Tuesday, October 30, 2007

Rule of Lenity Applied to Definition of "Antique Firearm" in Unregistered Shotgun Case

In United States v. Introcaso, __ F.3d __, 2007 WL 3104382 (filed October 25, 2007), the Court reversed the defendant’s conviction for possessing an unregistered firearm – a 19th-century shotgun that had been hanging in his living room, holding that the definition of "antique firearm" under the statute, 26 U.S.C. § 5845(g), is ambiguous and applying the rule of lenity in favor of the defendant.

The parties agreed that the shotgun was manufactured before 1898, and also agreed that its measurements met the statutory requirements for a firearm. The case turned on the language in the definition exempting firearms "using fixed ammunition manufactured in or before 1898, for which ammunition is no longer manufactured in the United States and is not readily available in the ordinary channels of commercial trade." The government argued that although the 18.2-millimeter shot made for guns like the defendant’s is no longer available, the gun could fire 12-gauge shotgun shells, which are currently commercially available.
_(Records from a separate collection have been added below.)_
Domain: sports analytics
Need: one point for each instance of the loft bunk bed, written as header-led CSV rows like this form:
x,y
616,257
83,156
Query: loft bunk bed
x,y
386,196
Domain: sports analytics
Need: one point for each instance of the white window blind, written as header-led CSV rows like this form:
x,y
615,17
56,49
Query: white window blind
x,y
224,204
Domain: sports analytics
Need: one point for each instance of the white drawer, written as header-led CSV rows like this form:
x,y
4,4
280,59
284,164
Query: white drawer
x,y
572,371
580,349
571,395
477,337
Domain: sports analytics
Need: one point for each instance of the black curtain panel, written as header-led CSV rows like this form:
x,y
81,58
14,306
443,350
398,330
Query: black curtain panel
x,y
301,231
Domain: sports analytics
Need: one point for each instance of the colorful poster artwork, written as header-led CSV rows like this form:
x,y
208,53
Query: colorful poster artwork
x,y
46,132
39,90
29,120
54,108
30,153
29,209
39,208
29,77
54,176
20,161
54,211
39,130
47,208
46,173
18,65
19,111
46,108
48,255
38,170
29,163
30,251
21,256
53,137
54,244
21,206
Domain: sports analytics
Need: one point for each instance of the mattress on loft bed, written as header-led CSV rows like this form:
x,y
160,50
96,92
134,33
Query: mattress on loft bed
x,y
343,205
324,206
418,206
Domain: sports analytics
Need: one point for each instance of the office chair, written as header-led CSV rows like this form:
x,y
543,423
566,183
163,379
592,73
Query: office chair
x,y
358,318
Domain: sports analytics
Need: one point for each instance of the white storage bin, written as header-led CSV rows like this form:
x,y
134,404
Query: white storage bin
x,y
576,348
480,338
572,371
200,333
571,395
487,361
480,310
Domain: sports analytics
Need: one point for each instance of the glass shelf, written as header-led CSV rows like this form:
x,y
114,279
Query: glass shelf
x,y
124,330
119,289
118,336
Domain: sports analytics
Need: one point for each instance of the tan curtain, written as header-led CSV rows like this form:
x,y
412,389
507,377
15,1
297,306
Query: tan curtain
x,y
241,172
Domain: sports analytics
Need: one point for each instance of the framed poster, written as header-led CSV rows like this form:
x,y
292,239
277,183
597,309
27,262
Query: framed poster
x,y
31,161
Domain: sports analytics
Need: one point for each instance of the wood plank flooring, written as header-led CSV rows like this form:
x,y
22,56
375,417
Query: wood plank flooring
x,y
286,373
The Court found that the term "for" in the phrase "for which ammunition is no longer manufactured" is susceptible to two readings: specifically designed for or able to be used in. The statutory purposes – regulation of guns to control violence and avoiding undue burdens on museums and collectors – do not favor one reading over the other. The Court rejected the analysis of a Second Circuit case, United States v. Tribunella, 749 F.2d 104, 109 (2d Cir. 1984), which concluded that it was "more likely" that Congress intended to prioritize decreasing gun violence and applied the second reading (able to be used in). In so doing, the Court discussed the rule of lenity at length, decided not to "guess" at the meaning of the statute, and held that because the ammunition specifically designed for this shotgun was no longer manufactured, it was an antique firearm and did not need to be registered.

Judge Ackerman, district judge sitting by designation, dissented on the basis that "the Second Circuit’s reasonable construction of § 5845(g) . . . comports with the statute's plain text and congressional intent."

The Court rejected the defendant’s sufficiency of the evidence challenge to a second count charging possession of unregistered destructive devices (hand grenades) because although Introcaso had been barred from going to the house where the items were discovered due to a protective order, he was the lessee of record, had occupied the house as recently as a week before, had been seen with similar devices, and his wife’s keys did not work to open the locked cabinet in which the items were stored. The Court also rejected the defendant’s challenge to the reasonableness of his 46-month sentence because the district court complied with the Gunter three-step process.